Selenium 2.0 migration lessons

At Hearsay Social, we've upgraded our testing environment to use Selenium 2. We made the switch because there was enough evidence to suggest a huge 2-4x performance increase. Having learned a few lessons along the way, we thought it would be helpful to share what we found, especially for those who are considering making the transition.
  • Since Selenium 2 is redesigned to leverage what works best for the browser, whether it's a NPAPI plugin in Firefox or a DLL module for IE, we've discovered a huge performance gain, especially in Internet Explorer (IE) browsers that have much slower JavaScript engines. The new approach seems to allow us to run Selenium more conveniently on Internet Explorer browsers without the hassle of changing the security options because of all the exceptions that were thrown as a result of the older JavaScript-based architecture.
  • Selenium 2 gets closer to simulating the behavior of a user on a browser.  In Selenium 2, the DOM element that is actually clicked is determined by the X/Y coordinates of the mouse event. Therefore, if you attempt to search for a DOM element that is hidden or obstructed by another element, the top element will always be fired and you might encounter ElementNotVisibleException errors from the Selenium server.

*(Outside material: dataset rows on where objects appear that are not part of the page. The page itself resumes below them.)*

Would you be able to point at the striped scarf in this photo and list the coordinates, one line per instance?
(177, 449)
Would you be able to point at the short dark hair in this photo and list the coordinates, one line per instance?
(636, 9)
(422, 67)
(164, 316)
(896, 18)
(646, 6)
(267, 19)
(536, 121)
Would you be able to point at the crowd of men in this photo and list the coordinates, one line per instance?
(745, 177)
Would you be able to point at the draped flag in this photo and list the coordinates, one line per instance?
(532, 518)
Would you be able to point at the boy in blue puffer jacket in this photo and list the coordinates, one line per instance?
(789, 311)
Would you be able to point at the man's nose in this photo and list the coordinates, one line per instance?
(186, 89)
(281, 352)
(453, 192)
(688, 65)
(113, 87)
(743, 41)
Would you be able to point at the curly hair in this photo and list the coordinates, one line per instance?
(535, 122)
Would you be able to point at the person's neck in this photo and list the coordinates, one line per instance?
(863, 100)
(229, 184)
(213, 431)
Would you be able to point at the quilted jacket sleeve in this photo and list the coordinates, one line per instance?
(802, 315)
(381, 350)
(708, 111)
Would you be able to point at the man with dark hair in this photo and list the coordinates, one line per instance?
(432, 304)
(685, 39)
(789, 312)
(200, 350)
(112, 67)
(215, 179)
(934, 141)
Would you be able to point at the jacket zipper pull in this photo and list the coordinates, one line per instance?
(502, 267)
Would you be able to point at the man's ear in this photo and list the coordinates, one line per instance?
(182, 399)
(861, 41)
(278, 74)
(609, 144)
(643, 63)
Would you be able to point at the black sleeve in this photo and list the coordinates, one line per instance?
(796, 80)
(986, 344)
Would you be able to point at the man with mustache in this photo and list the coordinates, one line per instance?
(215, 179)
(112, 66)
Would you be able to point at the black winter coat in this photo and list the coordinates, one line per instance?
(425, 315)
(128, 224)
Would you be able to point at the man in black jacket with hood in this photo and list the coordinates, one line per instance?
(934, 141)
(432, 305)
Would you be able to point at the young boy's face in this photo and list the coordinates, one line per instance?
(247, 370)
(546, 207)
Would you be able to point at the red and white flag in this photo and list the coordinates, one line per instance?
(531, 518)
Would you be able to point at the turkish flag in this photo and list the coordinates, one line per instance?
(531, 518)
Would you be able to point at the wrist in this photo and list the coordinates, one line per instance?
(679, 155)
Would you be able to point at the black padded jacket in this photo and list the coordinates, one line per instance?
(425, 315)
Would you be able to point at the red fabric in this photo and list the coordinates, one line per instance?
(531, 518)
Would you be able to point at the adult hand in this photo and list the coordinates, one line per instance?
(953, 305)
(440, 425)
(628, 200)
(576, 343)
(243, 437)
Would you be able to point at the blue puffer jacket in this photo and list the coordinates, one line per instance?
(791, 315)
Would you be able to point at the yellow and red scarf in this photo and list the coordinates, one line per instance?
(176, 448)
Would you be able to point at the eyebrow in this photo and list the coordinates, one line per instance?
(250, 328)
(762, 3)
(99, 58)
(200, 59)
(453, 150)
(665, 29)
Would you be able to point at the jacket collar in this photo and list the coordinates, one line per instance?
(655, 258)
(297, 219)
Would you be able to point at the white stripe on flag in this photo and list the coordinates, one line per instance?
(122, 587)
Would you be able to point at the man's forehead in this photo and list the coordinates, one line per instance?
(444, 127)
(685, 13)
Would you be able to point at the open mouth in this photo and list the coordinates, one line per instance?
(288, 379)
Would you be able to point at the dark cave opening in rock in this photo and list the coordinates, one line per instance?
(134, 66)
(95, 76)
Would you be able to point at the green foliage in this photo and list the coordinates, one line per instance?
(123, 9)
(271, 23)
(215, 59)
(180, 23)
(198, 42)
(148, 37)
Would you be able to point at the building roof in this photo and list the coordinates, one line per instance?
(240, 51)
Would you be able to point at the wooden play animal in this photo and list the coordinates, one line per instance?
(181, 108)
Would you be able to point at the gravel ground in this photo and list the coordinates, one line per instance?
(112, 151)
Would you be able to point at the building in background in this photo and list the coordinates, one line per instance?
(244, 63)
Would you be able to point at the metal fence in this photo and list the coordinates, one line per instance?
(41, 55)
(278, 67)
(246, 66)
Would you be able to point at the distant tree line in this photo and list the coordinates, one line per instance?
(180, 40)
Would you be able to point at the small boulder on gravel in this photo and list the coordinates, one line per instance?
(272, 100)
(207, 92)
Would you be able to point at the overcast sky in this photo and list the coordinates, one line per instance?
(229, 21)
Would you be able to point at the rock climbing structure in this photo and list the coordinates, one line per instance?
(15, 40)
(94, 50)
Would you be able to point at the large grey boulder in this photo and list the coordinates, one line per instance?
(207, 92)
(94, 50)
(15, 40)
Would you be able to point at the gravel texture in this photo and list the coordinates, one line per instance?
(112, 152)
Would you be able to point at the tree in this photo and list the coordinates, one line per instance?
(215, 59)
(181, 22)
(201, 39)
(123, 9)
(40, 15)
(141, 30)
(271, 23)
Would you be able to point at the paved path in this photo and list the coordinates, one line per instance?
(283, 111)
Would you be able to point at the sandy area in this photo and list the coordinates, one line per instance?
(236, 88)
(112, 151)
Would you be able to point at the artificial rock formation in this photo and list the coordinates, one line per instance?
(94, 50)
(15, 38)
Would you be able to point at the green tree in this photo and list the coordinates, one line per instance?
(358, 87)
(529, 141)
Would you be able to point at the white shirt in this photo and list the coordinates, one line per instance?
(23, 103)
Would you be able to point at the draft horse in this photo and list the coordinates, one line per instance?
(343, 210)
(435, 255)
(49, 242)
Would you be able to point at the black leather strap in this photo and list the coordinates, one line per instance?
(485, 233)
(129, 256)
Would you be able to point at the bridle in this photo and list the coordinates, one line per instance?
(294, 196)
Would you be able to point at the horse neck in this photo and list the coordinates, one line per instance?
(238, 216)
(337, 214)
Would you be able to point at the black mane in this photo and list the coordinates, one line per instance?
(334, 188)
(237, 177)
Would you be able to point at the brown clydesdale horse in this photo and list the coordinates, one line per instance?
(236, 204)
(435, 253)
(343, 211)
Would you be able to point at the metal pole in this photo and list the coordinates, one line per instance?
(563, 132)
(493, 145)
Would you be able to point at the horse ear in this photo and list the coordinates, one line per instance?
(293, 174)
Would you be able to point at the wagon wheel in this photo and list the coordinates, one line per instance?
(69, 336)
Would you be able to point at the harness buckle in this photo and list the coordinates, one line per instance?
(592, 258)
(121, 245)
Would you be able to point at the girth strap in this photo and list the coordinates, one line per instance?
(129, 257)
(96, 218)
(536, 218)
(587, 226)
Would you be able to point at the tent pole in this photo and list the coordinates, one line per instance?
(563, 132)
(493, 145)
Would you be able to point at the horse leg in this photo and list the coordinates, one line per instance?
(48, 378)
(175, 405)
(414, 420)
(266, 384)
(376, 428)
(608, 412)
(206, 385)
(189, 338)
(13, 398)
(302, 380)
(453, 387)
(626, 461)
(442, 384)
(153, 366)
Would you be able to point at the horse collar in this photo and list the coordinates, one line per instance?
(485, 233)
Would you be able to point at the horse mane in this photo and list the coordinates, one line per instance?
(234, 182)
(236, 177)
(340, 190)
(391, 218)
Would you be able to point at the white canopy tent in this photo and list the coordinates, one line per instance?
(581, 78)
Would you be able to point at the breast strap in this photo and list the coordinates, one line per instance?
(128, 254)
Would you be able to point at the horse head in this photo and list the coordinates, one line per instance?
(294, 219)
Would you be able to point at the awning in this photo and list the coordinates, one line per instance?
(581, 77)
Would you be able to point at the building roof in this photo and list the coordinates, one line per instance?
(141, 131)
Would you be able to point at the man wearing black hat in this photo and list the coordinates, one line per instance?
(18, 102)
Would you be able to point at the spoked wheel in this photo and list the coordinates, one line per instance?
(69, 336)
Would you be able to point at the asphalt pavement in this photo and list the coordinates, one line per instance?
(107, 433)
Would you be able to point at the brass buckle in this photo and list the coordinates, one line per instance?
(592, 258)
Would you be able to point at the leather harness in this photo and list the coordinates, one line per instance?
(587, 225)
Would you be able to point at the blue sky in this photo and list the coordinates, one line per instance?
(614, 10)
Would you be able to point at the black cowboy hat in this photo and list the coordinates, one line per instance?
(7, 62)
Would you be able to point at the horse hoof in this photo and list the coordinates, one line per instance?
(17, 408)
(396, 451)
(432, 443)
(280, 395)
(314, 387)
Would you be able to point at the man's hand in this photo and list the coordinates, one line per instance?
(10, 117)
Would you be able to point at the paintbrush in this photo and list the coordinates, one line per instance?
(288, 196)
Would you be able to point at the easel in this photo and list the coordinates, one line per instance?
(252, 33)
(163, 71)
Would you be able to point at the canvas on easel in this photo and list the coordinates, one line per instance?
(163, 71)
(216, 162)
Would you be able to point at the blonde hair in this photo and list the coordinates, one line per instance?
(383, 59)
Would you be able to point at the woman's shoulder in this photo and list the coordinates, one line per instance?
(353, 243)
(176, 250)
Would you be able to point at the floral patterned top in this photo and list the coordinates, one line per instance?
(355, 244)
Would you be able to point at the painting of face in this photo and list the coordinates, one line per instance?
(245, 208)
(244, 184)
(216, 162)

You need to keep this issue in mind when rewriting your tests, since Selenium 1 versions may not have had this restriction. (We use the Django web framework and the popular django-debug-toolbar, which adds a popup overlay in our web application that has to be disabled in our application during Selenium tests.)
  • We've found that the new Selenium 2 WebDriver-based API is easier to train our developers to use. The documentation for Selenium 2 is still somewhat sparse, especially for the updated Python bindings, so digging into the source code (in our case, remote/webdriver.py and remote/webelement.py code) is still the best way to learn what API commands are available. While Java developers may have access to WebDriverBackedSeleniumclass that can use existing Selenium 1 code while leveraging the WebDriver-based API, we didn't find any similar support for Python. So we took the plunge and refactored most of our tests.
        def tag_name(self):
            """Gets this element's tagName property."""
            return self._execute(Command.GET_ELEMENT_TAG_NAME)['value']
        def text(self):
            """Gets the text of the element."""
            return self._execute(Command.GET_ELEMENT_TEXT)['value']
        def click(self):
            """Clicks the element."""
        def submit(self):
            """Submits a form."""
        def clear(self):
            """Clears the text if it's a text entry element."""
On the server-end, it's important to study how the client API is sending remote commands by reviewing the JsonWireProtocol document posted on the Selenium Wiki, especially since Sauce Labs provides you with the raw logs to see what commands are actually being issued by the client.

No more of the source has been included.